A company can launch an offer on a fraction of its own capital: this is a public takeover bid (OPRA). In this case, the initiator buys back all the securities presented to it if the total presented to the OPRA is lower than the target level. If the securities presented represent more than this level, he acquires only part of them (each sell order is reduced in proportion to the amount requested by the acquirer). . To give an example, if a company offers to buy back its own capital within the limit of 20,000 shares and 25,000 are brought to it, each order will be reduced by 20% regardless of its amount: 20 shares will be taken back from the one who brings 25. , 80 to the one who brings 100, 4000 to the one who brings 5000, etc.

Is this voluntary or mandatory?

Public offers can be either voluntary or mandatory. A company can indeed decide on its own that it has a strategic or financial interest in taking control of another. She then launches a voluntary offer. It should be noted that the procedure is strictly the same whether or not it benefits from the approval of the board of directors of the target (friendly or hostile offer).

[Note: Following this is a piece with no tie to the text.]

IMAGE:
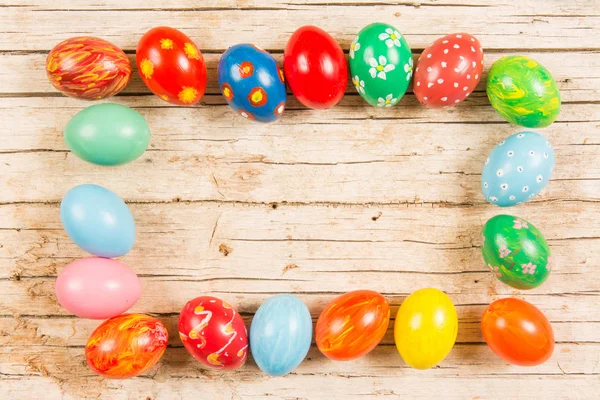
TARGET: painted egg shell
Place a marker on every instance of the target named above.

But in some cases, it is the regulations that oblige to launch a public offer. The main trigger is crossing the threshold of 30% of the capital: by crossing this level, a shareholder is required to offer others to buy back their shares if they so wish. In all cases, the price offered must be at least equivalent to the highest price paid by the initiator during the previous twelve months (often this is the price at which the transaction that caused the crossing was carried out) . But the AMF provides for certain exemptions from the obligation to submit an offer, for example in the event of passive threshold crossing (caused not by the purchase of additional securities but by a reduction in the number of securities making up the capital) or if the crossing follows a capital increase of a company in proven financial difficulty.

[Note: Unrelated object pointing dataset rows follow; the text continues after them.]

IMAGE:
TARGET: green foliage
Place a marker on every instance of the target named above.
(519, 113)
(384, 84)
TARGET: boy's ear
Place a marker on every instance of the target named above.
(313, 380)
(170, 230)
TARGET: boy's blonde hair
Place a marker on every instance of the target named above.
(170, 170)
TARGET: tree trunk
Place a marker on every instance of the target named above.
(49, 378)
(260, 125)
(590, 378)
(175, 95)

Over what period does a public offer take place?

The announcement of a draft offer (compulsorily including the price and/or the parity offered) launches the so-called pre-offer period, which runs until the deposit and during which the initiator does not have the right to intervene on the title. Any other person increasing their stake by more than 1% must also notify the AMF. Once the project has been filed, the AMF departments have ten days to examine it and declare it compliant, request a modification, or reject the project. If the authority gives the green light, the offer is opened three days after the declaration of compliance, for a minimum period of 25 days which can be extended by the stock market watchdog. Throughout the offer period, the initiator can also raise the price (one example among others, Vivendi did this during its offer for Gameloft). All securities will be paid for at the new price, even those contributed before the upgrade.

Why do we have to reach a “threshold of success”?

Inspired by Anglo-Saxon law, the AMF has imposed a success threshold of 50% for several years. If the potential buyer does not reach this threshold following his offer, the offer is null and void, and the securities tendered are returned. In the case of a voluntary offer, the acquirer can also set its own conditions precedent (for example, the fact of obtaining the approval of the competition authorities if the acquisition of the target company requires it, or reaching a certain threshold of voting rights). At this stage, each shareholder remains free to tender or not their shares to an offer, whether it is a takeover bid, public exchange offer or OPRA.

End clap

At the end of any public offer, if the securities not tendered to the offer represent less than 10% of the capital and voting rights, the majority shareholder may implement, within three months, a compulsory withdrawal. on these titles. Minority shareholders are thus forced to tender their shares to the offer and will be compensated for this. The company’s shares will then be delisted from the market. An independent expert is appointed by the company concerned by the offer in order to issue a fairness opinion on the price of the squeeze-out.

On the other hand, if the initiator of the offer has not implemented a squeeze-out within the three-month period, he can then launch a public buy-out offer (OPR) later. In this case, the price of the offer may be different from that of the OPA or OPE.